ENI in Val D’Agri: Basta un poco di zucchero e la pillola va giù…. 17 aprile, 2018 | Redazione A Sud

ENI in Val D’Agri: Basta un poco di zucchero e la pillola va giù….

 

Comunicato Stampa Osservatorio Popolare Val D’Agri

 

16/04/2018

 

Negli scorsi giorni, post sui social network e articoli di cittadini indignati segnalavano la diffusione in Val d’Agri di un nuovo feticcio: le caramelle gialle del cane a sei zampe. Roba da stuzzicare il palato (è proprio il caso di dirlo!) di collezionisti e amanti del genere trash.

 

Ebbene, pare che l’iniziativa rientri nel bootcamp “energia per la nazionale”, l’ultimo trovata di marketing della multinazionale che, a partire dalle scuole e dalle piazze della Val d’agri, metterà in palio addirittura biglietti per le partite di calcio, oltre a distribuire palloni e le famigerate caramelle.

 

Ci viene tuttavia il sospetto che questa iniziativa, serva per rendere più dolci ben altre pillole (amare) che i cittadini della Val d’agri dovranno ingoiare!

 

Ad esempio:

 

– l’indifferenza di amministratori locali e politici regionali di fronte alle preoccupanti  conclusioni della VIS (per ora non confutate scientificamente) che ci dicono che l’inquinamento nell’aria c’è e che respiriamo più benzene che a Taranto, che l’inquinamento ha fonte industriale e che vi è un aumento di morti e ricoveri all’aumentare dell’esposizione al COVA.

 

– l’acquisizione di ettari ed ettari di territorio intorno al COVA da parte di ENI , tutt’ora in corso.
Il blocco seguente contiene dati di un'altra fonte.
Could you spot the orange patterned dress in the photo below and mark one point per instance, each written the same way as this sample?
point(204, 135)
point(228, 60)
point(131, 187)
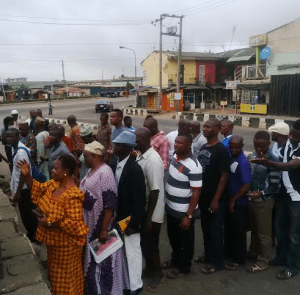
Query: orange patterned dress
point(64, 243)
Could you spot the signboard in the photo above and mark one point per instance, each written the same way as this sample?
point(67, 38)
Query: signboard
point(177, 96)
point(253, 108)
point(231, 84)
point(258, 40)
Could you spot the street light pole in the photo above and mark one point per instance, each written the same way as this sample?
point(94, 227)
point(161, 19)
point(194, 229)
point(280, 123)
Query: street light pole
point(122, 47)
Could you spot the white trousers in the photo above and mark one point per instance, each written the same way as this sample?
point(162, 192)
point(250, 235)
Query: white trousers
point(135, 260)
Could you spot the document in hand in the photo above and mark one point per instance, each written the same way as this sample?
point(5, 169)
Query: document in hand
point(102, 251)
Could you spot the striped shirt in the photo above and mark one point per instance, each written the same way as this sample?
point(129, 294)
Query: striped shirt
point(182, 176)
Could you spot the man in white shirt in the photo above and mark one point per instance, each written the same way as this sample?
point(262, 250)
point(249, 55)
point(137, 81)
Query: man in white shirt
point(22, 195)
point(153, 169)
point(184, 126)
point(131, 202)
point(280, 133)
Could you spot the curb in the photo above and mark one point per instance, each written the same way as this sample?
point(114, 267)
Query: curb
point(242, 121)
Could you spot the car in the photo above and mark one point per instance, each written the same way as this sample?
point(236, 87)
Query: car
point(104, 106)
A che scopo?

 

–  Due  nuovi due  pozzi di reinieizione proposti da ENI nell’istanza di variazione del programma di lavori di ricerca e sviluppo in territorio di Grumento Nova e di Viggiano, entrambi in area altamente sismica;

 

– lo sversamento di petrolio, scoperto circa un anno e mezzo fa nel laghetto dell’ASI.

 

– le due lavatrici mobili SIMAM di monnezza ENI, autorizzate dalla regione a scaricare l’acqua “ripulita” proprio  nel laghetto dell’ASI e che fra poco potrebbero essere sostituite  con un più grande impianto lavatrice fisso con scarico sempre nel laghetto di cui sopra.

 

– e ancora: la marcia inarrestabile verso i 104.000 barili, supportata da opere di adeguamento impiantistico già realizzate (come da documento ENI-UNMIG a pag. 5).

 

L’elenco potrebbe essere ancora lungo e i cittadini riuniti nell’Osservatorio Popolare per la Val d’agri continueranno ad aggiornarlo e a diffonderlo affinché le uniche caramelle ad essere distribuite siano quelle del dubbio, della consapevolezza e della dignità per questa terra.